Che la sfida tra RB Leipzig e Hoffenheim sarebbe stata il piatto principale della prima giornata di Ruckrunde, il girone di ritorno della Bundesliga, probabilmente nessuno se lo sarebbe aspettato, almeno ad inizio stagione. E spesso è necessario fare un saltino nel passato ed andare a rimembrare tutti gli ingenui ed innocenti pronostici estivi, tutte le aspettative e le scommesse fatte, per apprezzare appieno il sapore dell’imprevedibilità della stagione teutonica.
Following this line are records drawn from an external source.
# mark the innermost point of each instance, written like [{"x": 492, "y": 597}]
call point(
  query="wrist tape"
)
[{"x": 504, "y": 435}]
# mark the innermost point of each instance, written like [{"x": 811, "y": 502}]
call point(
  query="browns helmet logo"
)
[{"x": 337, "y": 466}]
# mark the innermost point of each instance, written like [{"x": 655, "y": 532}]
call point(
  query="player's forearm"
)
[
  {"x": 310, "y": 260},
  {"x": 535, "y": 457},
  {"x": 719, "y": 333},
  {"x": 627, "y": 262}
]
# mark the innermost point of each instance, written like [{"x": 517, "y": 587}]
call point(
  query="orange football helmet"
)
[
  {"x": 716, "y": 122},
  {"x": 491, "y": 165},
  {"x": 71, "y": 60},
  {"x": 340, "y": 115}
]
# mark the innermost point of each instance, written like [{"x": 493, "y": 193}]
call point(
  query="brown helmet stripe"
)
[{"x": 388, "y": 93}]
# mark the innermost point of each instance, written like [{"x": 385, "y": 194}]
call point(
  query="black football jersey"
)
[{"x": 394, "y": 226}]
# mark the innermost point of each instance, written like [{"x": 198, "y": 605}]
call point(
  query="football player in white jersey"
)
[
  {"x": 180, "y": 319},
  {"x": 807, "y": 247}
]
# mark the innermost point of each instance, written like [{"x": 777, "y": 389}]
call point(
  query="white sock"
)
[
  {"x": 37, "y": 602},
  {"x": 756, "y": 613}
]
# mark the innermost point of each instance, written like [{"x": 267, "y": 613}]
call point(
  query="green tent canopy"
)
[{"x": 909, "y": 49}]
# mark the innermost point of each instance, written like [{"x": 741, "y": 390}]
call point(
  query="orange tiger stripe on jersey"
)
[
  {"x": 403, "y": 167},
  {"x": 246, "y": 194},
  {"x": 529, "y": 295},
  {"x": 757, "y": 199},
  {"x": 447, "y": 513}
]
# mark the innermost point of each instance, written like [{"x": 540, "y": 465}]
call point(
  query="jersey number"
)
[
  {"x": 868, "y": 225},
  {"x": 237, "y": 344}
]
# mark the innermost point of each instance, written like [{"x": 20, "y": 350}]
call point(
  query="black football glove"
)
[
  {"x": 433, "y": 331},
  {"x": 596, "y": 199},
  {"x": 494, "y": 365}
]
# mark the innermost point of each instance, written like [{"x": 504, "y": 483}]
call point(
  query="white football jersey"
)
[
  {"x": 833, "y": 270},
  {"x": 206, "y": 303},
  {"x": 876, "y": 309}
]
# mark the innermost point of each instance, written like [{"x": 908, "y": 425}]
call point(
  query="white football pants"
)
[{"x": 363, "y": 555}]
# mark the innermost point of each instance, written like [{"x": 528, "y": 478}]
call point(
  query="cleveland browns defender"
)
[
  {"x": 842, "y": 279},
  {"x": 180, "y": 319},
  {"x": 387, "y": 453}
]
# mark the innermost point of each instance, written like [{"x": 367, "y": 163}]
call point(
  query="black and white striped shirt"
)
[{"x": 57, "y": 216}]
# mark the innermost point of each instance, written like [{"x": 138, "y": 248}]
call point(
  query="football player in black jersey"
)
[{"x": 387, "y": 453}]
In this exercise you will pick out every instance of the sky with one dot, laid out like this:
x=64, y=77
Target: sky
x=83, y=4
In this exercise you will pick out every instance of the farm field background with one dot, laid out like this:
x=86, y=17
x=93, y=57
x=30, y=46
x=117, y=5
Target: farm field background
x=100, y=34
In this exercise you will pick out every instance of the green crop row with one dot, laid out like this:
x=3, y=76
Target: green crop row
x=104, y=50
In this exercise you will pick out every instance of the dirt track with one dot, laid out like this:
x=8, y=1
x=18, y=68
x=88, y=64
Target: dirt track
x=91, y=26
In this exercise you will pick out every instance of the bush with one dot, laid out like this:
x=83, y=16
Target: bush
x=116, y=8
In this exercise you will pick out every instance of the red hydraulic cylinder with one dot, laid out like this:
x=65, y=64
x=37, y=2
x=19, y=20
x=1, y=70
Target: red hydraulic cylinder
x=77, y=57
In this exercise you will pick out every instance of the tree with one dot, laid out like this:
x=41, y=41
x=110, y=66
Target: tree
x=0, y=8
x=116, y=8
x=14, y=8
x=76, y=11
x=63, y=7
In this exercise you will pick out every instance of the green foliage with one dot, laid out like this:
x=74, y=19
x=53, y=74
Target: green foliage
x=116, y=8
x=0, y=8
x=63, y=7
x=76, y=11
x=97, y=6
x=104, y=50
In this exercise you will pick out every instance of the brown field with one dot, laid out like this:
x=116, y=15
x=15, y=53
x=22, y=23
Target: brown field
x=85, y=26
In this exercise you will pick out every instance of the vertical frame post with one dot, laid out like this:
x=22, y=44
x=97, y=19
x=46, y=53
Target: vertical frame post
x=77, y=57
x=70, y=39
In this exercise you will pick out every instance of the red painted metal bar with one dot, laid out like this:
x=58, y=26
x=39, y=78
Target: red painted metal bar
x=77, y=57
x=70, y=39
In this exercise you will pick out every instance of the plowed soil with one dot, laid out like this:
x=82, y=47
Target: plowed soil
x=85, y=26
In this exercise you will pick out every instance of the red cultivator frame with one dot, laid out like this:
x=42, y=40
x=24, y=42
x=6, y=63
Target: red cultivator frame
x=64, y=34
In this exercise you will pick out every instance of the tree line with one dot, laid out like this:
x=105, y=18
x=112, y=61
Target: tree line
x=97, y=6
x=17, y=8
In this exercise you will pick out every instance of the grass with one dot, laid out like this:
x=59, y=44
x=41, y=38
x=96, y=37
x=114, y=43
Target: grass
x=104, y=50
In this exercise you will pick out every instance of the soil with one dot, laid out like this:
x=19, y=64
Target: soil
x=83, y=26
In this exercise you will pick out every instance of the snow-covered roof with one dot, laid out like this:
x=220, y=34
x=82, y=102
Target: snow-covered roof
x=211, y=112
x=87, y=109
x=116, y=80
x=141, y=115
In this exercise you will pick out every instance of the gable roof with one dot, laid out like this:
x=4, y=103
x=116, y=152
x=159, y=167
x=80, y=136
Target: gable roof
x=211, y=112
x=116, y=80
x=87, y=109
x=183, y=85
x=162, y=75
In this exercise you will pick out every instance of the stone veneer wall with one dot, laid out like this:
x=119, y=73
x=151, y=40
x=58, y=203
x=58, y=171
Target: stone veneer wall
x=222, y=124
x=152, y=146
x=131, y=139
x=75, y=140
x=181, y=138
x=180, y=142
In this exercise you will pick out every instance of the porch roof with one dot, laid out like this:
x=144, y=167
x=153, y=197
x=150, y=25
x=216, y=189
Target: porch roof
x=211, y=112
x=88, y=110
Il 18° turno di Bundes si porta dietro soprattutto la vittoria dei Tori di Lipsia ai danni dell’Hoffenheim di Nagelsmann, in una sfida all’insegna del nuovo che avanza, della freschezza di un sistema – quello tedesco – in continuo rinnovamento e aperto sempre di più a nuovi lidi. Soprattutto, però, la sfida che ha messo davanti Timo Werner e Sandro Wagner, sotto gli occhi attenti di Joachim Löw, a caccia del futuro centravanti della Mannschaft: non vi è occasione migliore per assistere ai due capo-cannonieri tedeschi in una volta sola. Il duello alla fine l’ha vinto Timo, il meno giovane dei due, che ha siglato il gol del momentaneo pari (l’11° della sua stagione) seminando il terreno per la vittoria in rimonta dei padroni di casa, ancora imbattuti alla Red Bull Arena (dove hanno racimolato 25 punti su 27: numeri che dicono tutto). Sandro, il più ‘anziano’, è invece inciampato in un momento di follia, un fallaccio a gamba tesa su Ilsanker che gli è costato il cartellino rosso, il duello diretto col rivale di classifica ma soprattutto la partita: la formazione di Sinsheim, in inferiorità numerica, non è più riuscita a contenere le avanzate letali dei Tori di Lipsia perdendo quindi la loro prima partita di questa stagione, dopo la bellezza di 17 turni. Un record di fronte al quale ci si deve togliere il cappello, ma che prima o poi era destinato a spezzarsi, e forse non è un caso che il punto finale sia stato messo in quel di Lipsia dalla formazione di Hasenhüttl, che resta a -3 dal Bayern primo e vola a +10 dal terzo posto: inutile dire che l’obiettivo minimo, adesso, è diventato l’accesso alla Champions League.

Se è vero che Timo Werner è pronto a prendersi la Germania (in tutti i sensi possibili del caso), è altrettanto vero che i giapponesi se la sono già presa. Chiedere a Makoto Hasebe dell’Eintracht Frankfurt, per esempio, protagonista assoluto della vittoria a Gelsenkirchen dei rossoneri. Prestazione esemplare del capitano del Giappone che ha anche servito l’assist vincente per Meier in uno schema ben riuscito su calcio di punizione. Il più giovane Yuya Osako, invece, è stato forse ancora più decisivo nella roboante vittoria del Colonia in quel di Darmstadt, dove i Caproni hanno schiacciato con un 1-6 senza possibilità d’appello i padroni di casa: il calciatore nipponico ha messo la firma due volte (più un assist) in quella che è stata la vittoria più larga degli uomini di Peter Stöger dal lontano 1990. A segno anche il classe ’91 Gotoku Sakai, unica consolazione nell’amarissima sconfitta per 3-1 dell’Amburgo a Ingolstadt. Servirà davvero tanta pazienza, al club anseatico, questa stagione. In questo, almeno, i giapponesi sono maestri.